There really is no wrong answer between Powell and Wright, I think, because both have earned there time in the NBA, but if it came down to one of them being the bench constant and the other as injury insurance, I think I’d lean towards Powell at this moment. There is the possibility that the team will need him to step back into a starting role later in the season if Anunoby shows his youth, and if that’s the case, he needs to keep getting playing time to remain at the ready and keep developing his tools. Wright would then likely step back into more bench minutes, but all this also depends on Wright’s recovery from injury, as for the moment this spot would belong to Norm by default, with Delon out.

That leaves us with the question of the center position. It’s no secret that I’m a huge fan of Jakob Poeltl’s game, but Bebe has also had a strong season and brings a shooting presence that Poeltl simply doesn’t have. As with Powell and Wright, this is a case of two right answers, and it really does come down to preference. Do you prefer the stable hand of Poeltl, the player where you know what you’ll get every night, and who brings a strong offensive rebounding presence and solid, though unspectacular, defensive presence, or the enigmatic Nogueira who brings explosiveness in both his game and output, with tremendous athleticism showing in both his blocked shots and dunks, punctuated by his three-point shooting?
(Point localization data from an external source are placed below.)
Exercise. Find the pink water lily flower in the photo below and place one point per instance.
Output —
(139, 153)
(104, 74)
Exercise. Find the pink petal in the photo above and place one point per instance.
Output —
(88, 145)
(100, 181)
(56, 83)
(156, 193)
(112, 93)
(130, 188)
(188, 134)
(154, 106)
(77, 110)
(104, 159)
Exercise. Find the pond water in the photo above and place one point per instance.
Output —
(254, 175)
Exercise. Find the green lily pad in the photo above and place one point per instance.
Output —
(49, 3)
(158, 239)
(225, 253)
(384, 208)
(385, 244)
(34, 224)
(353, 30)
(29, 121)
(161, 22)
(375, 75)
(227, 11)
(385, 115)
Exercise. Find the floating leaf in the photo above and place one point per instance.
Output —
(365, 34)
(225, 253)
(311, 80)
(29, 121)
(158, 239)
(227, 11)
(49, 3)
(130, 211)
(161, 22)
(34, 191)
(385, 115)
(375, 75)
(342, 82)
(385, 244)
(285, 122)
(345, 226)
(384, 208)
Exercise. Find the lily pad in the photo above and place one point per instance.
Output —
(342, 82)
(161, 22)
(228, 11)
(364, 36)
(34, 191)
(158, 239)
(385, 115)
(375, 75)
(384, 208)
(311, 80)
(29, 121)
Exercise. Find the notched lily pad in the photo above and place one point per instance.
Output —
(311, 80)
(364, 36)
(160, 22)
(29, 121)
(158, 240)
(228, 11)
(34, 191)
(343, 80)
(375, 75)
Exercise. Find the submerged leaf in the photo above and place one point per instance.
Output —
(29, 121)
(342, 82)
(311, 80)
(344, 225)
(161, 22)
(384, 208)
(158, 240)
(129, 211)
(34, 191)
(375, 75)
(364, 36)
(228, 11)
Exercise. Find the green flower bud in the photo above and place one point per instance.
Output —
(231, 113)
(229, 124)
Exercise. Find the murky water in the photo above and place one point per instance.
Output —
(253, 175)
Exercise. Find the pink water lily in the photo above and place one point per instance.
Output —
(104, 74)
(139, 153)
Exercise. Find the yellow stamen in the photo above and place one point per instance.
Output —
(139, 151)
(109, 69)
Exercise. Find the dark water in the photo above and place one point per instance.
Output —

On the balance, I’d lean towards Jakob here, but mostly because the data seems to back up that he works well with the other staples. When paired with both Fred Van Vleet and Pascal Siakam, Poeltl has played 78 minutes thus far this season, and that group boasts a +31 net rating in those minutes while grabbing 57.9% of all available rebounds.

So that leaves us with a primary bench unit of Fred Van Vleet, Norman Powell, CJ Miles, Pascal Siakam and Jakob Poeltl. All of this is mostly a moot intellectual exercise at this point of course, with Dwane Casey seemingly committed to the larger rotation for the time being. But should he look to shorten the bench at some point this year, especially with the playoffs in mind for a franchise that has to be focused on finding sustainable success once we get past the regular season, that’s the direction that I would recommend, at least based on what we currently know.